Monte Carlo uncertainty analysis of an ANN-based spectral analysis method

Abstract

This work presents the uncertainty analysis of an artificial neural network (ANN)-based method, called multiharmonic ANN fitting method (MANNFM), which is able to obtain, at a metrological level, the spectrum of asynchronously sampled periodical signals. For sinusoidal and harmonic content signals, jitter and quantization noise contributions to uncertainty are considered in order to obtain amplitude and phase uncertainties using Monte Carlo method. The analysis performed identifies also both contributions to uncertainty for different parameters laboratory configurations. The analysis is performed simultaneously with our method and two others: discrete Fourier transform (DFT), for synchronously sampled signals, and multiharmonic sine-fitting method (MSFM), for asynchronously sampled signals, in order to compare them in terms of uncertainty. Regarding asynchronous methods, results show that MANNFM provides the same uncertainties than MSFM, with the advantage of a simpler implementation.
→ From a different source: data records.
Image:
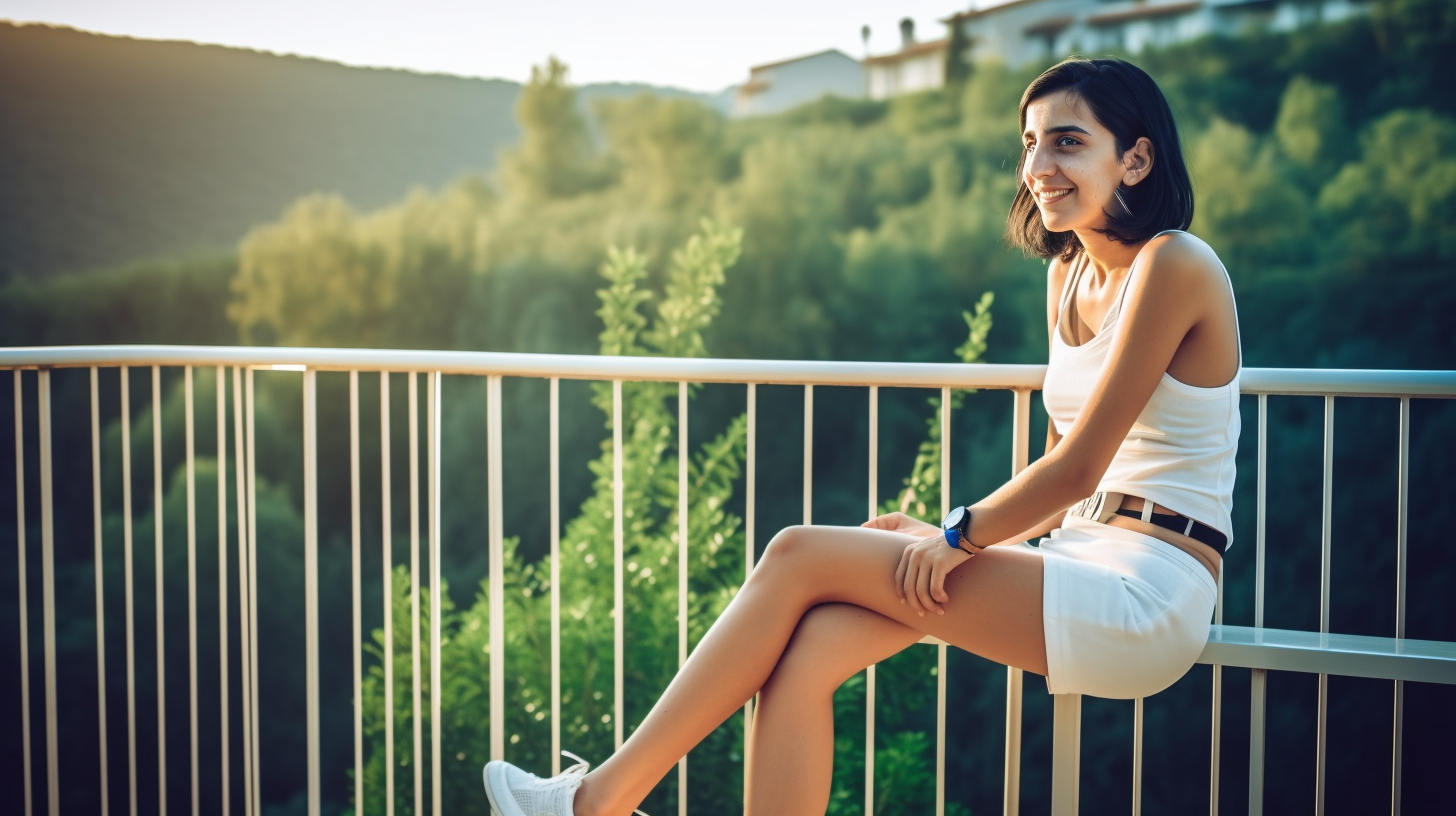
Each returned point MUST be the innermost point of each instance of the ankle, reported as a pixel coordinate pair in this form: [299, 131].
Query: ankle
[587, 802]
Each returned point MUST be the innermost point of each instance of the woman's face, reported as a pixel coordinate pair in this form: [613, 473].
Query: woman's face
[1073, 163]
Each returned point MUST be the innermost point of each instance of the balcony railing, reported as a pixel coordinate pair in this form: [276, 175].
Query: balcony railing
[1260, 649]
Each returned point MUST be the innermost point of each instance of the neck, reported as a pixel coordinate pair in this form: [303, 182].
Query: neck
[1105, 255]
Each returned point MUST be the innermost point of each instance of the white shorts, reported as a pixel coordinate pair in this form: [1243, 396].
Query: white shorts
[1126, 614]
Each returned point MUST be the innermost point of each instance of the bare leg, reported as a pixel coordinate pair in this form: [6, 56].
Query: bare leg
[995, 611]
[794, 726]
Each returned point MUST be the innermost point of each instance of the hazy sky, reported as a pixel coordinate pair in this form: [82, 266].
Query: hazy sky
[686, 44]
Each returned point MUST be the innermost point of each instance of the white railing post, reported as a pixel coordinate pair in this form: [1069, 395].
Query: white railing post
[310, 579]
[101, 608]
[25, 624]
[53, 771]
[1401, 529]
[683, 452]
[618, 545]
[156, 529]
[357, 593]
[1066, 754]
[1019, 458]
[941, 649]
[869, 671]
[1258, 679]
[495, 532]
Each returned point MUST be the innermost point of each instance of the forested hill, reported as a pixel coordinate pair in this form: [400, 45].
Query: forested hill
[123, 149]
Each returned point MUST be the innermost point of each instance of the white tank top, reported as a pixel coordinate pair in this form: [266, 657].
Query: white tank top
[1180, 452]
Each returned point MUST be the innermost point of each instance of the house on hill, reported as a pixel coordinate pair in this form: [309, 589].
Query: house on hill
[778, 86]
[918, 66]
[1030, 31]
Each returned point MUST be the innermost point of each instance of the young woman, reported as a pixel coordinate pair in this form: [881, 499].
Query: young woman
[1134, 490]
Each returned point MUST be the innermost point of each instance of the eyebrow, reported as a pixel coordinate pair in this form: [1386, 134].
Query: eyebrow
[1060, 128]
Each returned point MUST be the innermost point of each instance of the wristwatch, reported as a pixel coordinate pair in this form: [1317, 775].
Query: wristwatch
[957, 528]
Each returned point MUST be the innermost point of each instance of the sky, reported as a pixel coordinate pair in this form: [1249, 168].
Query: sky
[676, 42]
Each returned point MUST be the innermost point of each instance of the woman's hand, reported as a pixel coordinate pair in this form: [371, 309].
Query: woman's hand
[901, 523]
[920, 573]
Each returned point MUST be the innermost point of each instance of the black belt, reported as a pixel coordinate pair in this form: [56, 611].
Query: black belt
[1092, 507]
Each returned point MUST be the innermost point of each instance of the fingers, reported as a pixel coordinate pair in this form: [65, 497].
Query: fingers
[900, 573]
[884, 522]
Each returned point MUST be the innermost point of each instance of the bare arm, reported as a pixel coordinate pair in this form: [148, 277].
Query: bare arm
[1159, 311]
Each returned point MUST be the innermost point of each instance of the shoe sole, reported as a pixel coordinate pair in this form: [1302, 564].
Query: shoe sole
[485, 774]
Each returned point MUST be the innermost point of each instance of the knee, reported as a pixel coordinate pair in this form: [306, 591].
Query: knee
[788, 545]
[814, 657]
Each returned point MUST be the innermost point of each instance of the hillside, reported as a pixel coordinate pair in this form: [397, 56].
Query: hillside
[124, 149]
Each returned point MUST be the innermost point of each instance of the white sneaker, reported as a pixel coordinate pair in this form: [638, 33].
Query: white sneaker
[516, 793]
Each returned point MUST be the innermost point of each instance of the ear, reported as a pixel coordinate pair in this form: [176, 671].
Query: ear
[1137, 161]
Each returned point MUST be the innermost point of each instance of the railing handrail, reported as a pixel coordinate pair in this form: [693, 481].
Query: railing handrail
[1298, 382]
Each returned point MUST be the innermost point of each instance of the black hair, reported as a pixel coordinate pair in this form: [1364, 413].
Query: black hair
[1126, 101]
Regarding asynchronous and synchronous methods comparison, results for sinusoidal signals show that MANNFM has the same uncertainty as DFT for amplitude and higher uncertainty for phase values; for signals with harmonic content, amplitude conclusions maintain but, regarding phase, both MANNFM and DFT uncertainties become closer as the frequency increases, which implies, in fact, that when synchronous sampling is not possible, spectrum analysis can be performed with asynchronous methods without incurring in uncertainty increases.